Newsletter Subscribe
Enter your email address below and subscribe to our newsletter
Por Albert Fonse ()
Ottawa.- El miedo en Cuba no es un sentimiento, es una estructura invisible. Es el cemento que sostiene un edificio podrido que ya debería haber caído. Desde hace más de seis décadas, la dictadura ha perfeccionado el arte de gobernar con miedo. No con ideas, ni con justicia, ni con pan: con miedo.

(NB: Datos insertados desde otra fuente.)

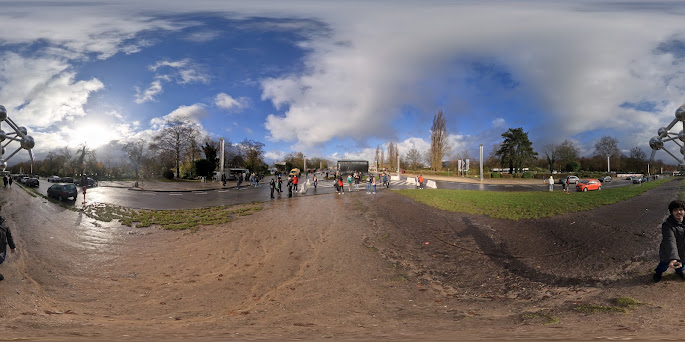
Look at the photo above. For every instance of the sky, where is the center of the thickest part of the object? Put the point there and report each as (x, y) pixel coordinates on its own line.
(336, 79)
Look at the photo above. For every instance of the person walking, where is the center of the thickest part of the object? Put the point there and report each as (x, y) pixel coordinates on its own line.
(5, 239)
(290, 186)
(672, 247)
(272, 187)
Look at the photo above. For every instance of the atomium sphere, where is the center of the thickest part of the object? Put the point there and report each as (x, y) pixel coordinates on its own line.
(680, 113)
(656, 143)
(27, 142)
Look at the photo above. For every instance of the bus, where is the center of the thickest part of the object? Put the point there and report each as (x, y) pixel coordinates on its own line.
(349, 166)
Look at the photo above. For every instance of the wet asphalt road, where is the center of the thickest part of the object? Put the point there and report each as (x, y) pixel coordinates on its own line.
(166, 200)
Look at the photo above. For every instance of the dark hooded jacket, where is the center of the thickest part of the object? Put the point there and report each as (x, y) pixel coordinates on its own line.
(8, 233)
(673, 241)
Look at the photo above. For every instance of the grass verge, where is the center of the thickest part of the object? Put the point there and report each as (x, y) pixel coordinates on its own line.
(525, 205)
(190, 219)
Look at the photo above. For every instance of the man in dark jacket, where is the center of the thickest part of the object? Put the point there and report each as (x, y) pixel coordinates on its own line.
(6, 235)
(672, 247)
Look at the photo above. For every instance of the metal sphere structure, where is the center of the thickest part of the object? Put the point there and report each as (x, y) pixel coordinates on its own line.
(18, 134)
(664, 135)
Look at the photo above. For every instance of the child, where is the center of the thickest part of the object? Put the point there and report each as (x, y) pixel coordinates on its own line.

Ese miedo no llega de golpe, se educa. Se aprende desde la escuela, donde se enseña a repetir y no a cuestionar. Se alimenta con el murmullo del Comité de Defensa, con el vecino que escucha detrás de la puerta, con el jefe que “aconseja” no meterse en problemas. Se hace rutina. Se hereda. Se transmite como un virus que muta en silencio y se vuelve parte del aire.
En Cuba el miedo no siempre viene del golpe, sino del rumor. La dictadura lo ha construido con historias que corren de boca en boca, con mitos de castigos y venganzas, con una prensa que no informa, sino que intimida. Es el miedo que se esconde detrás de las frases “mejor no te metas” o “ya tú sabes cómo es esto”. Un miedo que no necesita pruebas, solo ecos.
Por eso incluso los guapos, los que se caen a machetazos por cualquier ofensa, bajan la voz cuando se trata de decir “abajo la dictadura”. Ese miedo convierte al fuerte en manso, al hombre libre en sobreviviente. Es el miedo del que no tiene nada, pero teme perder algo: un trabajo miserable, un techo que se cae, la paz precaria de no ser notado.
Es un miedo que no defiende, sino que adormece; no protege, sino que encadena. El miedo en Cuba no impide perderlo todo, impide ganarlo todo: la libertad, la dignidad y el derecho a no callar.
El miedo es una sombra que cubre cada esquina. Está en la cola del pan, donde nadie reclama el abuso del policía porque todos saben que una palabra puede costar un expediente. Está en los hospitales, donde los médicos bajan la voz para hablar de política. Está en las cárceles, donde cientos de presos políticos pagan por haber roto el silencio.
La dictadura no necesita fusilar a multitudes: basta con que todos vean lo que ocurre a unos pocos. Cada golpiza, cada destierro, cada sentencia es una lección para el resto. El miedo se convierte en un manual de comportamiento, una pedagogía de la sumisión.
Pero el miedo no es invencible. Es una prisión sin rejas: basta dar un paso para descubrir que las llaves siempre estuvieron dentro. En julio de 2021, por unas horas, Cuba perdió el miedo. Ese instante bastó para demostrar que el país entero lo había estado conteniendo, no aceptando.
El miedo ha sido el arma más efectiva del régimen, pero también la más frágil. El día en que los cubanos comprendan que no hay nada más peligroso que seguir temiendo, ese día habrán ganado lo que el miedo les arrebató: la libertad.
Ha llegado la hora de romper el silencio. La hora de no temer, de mirar al poder sin agachar la cabeza, de decir lo que durante años fue prohibido. La libertad no se mendiga, se reclama. Vivir sin miedo es el primer acto de dignidad. Solo cuando Cuba deje de temer, será libre.